I’m not sure there’s such a flaming sword between feeling and learning.
I think that if I as an Alexander teacher can help my student feel great, that the student is likely learning every bit as much as if I tell him that he’s raising his shoulders when he sits in a chair.
There are many paths to learning. Feeling great is a perfectly valid path.
Yet Alexander teachers have this hang-up about feelings. They’re not reliable. “Don’t try to reconstruct the feeling. Reconstruct the thinking and the good feelings will follow.”
I love what John Nichols (one of the world’s three great Alexander teachers) said on this score.
From an interview with Paul Cook:
John: “When you look at the jargon we use — constructive conscious control, use, primary control, inhibition, stop and say no — it has a rigid off-putting boring stiffness about it and a refusal on our part to go out and meet our audience and try to express things in a way that catches their attention and communicates something more alive, more energized, more positive. We get stuck on the dogma.

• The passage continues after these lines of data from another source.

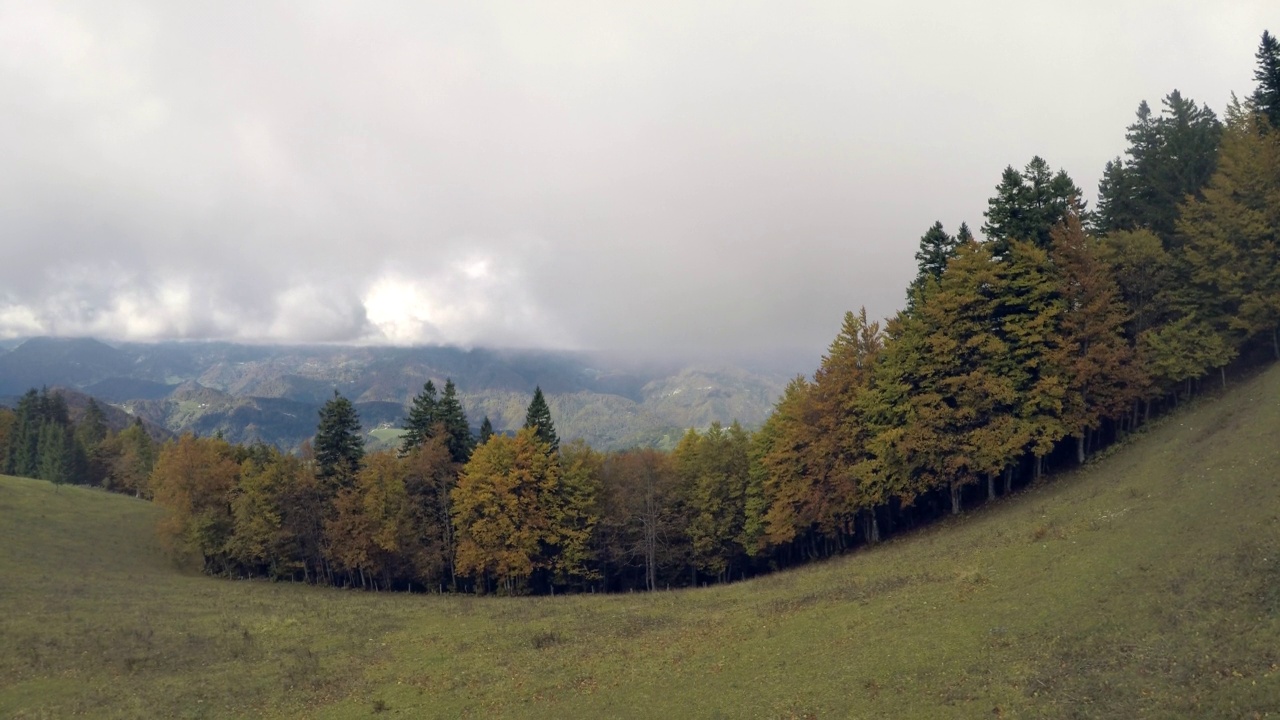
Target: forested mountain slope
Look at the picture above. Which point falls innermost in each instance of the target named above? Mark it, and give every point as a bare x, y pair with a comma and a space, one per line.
1144, 586
274, 392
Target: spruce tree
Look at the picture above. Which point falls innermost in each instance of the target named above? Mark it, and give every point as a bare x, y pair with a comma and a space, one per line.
24, 447
423, 415
936, 249
539, 417
1266, 96
56, 454
92, 427
451, 417
339, 447
1028, 204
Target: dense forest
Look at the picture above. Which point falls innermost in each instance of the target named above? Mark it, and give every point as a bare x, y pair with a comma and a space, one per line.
1060, 332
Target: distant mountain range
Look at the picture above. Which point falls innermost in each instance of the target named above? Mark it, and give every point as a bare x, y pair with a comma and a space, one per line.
273, 393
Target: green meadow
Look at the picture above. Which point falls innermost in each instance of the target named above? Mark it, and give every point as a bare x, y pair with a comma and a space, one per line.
1144, 586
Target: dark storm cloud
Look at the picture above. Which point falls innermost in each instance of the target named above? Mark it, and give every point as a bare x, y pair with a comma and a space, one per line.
650, 177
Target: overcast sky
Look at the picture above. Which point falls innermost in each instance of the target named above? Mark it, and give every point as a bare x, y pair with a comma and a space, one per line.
644, 177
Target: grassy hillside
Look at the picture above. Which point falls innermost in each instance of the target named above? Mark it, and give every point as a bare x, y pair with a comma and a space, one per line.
1147, 586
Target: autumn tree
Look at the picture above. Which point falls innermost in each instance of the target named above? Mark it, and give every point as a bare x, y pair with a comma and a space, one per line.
1096, 359
373, 523
713, 469
503, 511
1232, 237
263, 538
639, 519
575, 514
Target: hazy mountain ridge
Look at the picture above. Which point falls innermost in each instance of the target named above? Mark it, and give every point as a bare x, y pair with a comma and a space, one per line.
273, 393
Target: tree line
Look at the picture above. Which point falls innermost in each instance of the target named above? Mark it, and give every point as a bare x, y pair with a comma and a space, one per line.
1061, 331
40, 440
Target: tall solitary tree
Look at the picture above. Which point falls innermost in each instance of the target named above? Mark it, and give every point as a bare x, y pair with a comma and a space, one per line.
539, 418
339, 447
1266, 96
453, 422
421, 419
1028, 204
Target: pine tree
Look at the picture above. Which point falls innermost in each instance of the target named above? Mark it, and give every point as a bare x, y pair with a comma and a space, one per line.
24, 447
423, 415
339, 446
936, 249
1028, 204
539, 417
1266, 96
1118, 209
1170, 155
92, 427
453, 422
56, 454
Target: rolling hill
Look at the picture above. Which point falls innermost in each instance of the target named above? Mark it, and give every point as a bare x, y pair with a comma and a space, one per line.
273, 393
1144, 586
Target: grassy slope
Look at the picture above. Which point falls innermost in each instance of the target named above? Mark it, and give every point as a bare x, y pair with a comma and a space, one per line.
1144, 587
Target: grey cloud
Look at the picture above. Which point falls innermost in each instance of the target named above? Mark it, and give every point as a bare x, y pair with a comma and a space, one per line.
650, 178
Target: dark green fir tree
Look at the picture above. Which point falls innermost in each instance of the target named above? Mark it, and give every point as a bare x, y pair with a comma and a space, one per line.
339, 446
539, 417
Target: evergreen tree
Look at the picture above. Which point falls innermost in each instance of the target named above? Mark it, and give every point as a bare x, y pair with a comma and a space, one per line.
56, 454
24, 447
1170, 155
423, 415
539, 417
453, 420
1028, 204
1118, 209
1266, 96
936, 249
339, 447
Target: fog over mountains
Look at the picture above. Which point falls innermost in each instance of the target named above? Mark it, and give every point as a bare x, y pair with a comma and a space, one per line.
273, 393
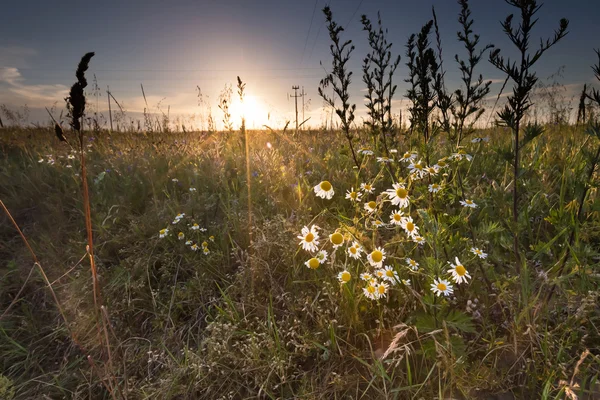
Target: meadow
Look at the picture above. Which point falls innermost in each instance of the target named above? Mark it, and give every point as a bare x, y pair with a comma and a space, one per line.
439, 261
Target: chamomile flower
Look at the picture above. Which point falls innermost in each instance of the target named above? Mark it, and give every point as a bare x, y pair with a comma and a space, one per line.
382, 289
370, 291
398, 195
478, 252
309, 238
376, 257
344, 277
353, 196
409, 227
313, 263
365, 276
417, 170
336, 239
371, 206
324, 190
355, 250
390, 275
396, 218
441, 287
412, 264
367, 187
468, 203
458, 271
435, 187
408, 157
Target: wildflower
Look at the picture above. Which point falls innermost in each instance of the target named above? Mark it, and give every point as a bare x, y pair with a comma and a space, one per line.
370, 206
321, 256
417, 170
468, 203
396, 218
441, 286
366, 187
382, 289
354, 250
336, 239
344, 277
408, 157
353, 196
478, 252
458, 271
412, 264
376, 257
435, 187
313, 263
309, 238
365, 276
409, 227
390, 275
370, 291
324, 190
398, 195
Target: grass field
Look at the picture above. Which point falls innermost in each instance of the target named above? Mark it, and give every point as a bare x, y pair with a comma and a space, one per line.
249, 319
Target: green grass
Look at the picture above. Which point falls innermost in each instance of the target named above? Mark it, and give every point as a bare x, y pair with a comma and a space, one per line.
249, 320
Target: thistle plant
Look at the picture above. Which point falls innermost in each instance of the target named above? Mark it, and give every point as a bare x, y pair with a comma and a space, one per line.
468, 100
524, 80
339, 79
378, 70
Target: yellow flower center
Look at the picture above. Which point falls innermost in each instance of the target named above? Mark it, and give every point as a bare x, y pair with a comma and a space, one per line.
326, 186
377, 256
401, 193
337, 238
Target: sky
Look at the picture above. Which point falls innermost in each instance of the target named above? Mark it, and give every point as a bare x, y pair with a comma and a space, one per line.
175, 47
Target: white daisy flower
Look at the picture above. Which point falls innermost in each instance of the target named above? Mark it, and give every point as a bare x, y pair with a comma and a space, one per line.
309, 238
398, 195
478, 252
376, 257
468, 203
344, 277
409, 227
353, 196
458, 271
412, 264
396, 218
441, 286
324, 190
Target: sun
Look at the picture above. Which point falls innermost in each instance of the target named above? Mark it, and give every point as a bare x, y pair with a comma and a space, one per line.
251, 109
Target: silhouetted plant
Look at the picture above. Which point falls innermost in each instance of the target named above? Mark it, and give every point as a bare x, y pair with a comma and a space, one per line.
468, 100
339, 78
378, 70
524, 80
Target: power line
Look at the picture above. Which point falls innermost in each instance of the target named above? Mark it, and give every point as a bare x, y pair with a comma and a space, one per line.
308, 34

“I remember giving a talk in London. Another experienced Alexander teacher came. I try to avoid jargon. I said the musculature of your body, an animal’s body, has three main functions to perform — support you against gravity, move you around, and breathe you. Breathing is largely muscular. These should be harmonized. Most small children handle that synergy well but with adults, patterns develop that distort that harmony. Habits of postural support interfere with breathing. Habits of movement interfere with breath and postural support. Habits of breathing interfere with postural support and movement.”
“At the end of it all, this senior teacher came up and said, ‘But John, you didn’t speak about primary control!’ Well, so what? I talked about things that are primary control but I didn’t use that phrase. We get stuck on this dogma that we have to use these terms. We must insist that it’s not just about the body, it’s about consciousness. We must insist that it’s all about learning to stop.”
“We can help you be more fully expansive and open and this is energizing and it feels good. Dare we say that? We get afraid to say that. What are we doing it for if it does not feel good? Why do we have to be frightened of saying that?”
“In his books, Alexander says that lessons help make our sensory perception more accurate. Somehow, we forget about this and we go around saying, ‘Never trust your feelings. Never trust your feelings.’ That’s alienating to me as is this harping on about consciousness.”
“I like that you have Direction Journal. Could you imagine putting something on the market called Inhibition Journal?”
“The word ‘posture.’ When we pussyfoot around and say this has nothing to do with posture, we’re just confusing people.”
“How can you be fully erect without being stiff and rigid and still fully able to breathe? We have contributions to make but we need to be willing to talk the language that connects to people instead of insisting on our alienating jargon.”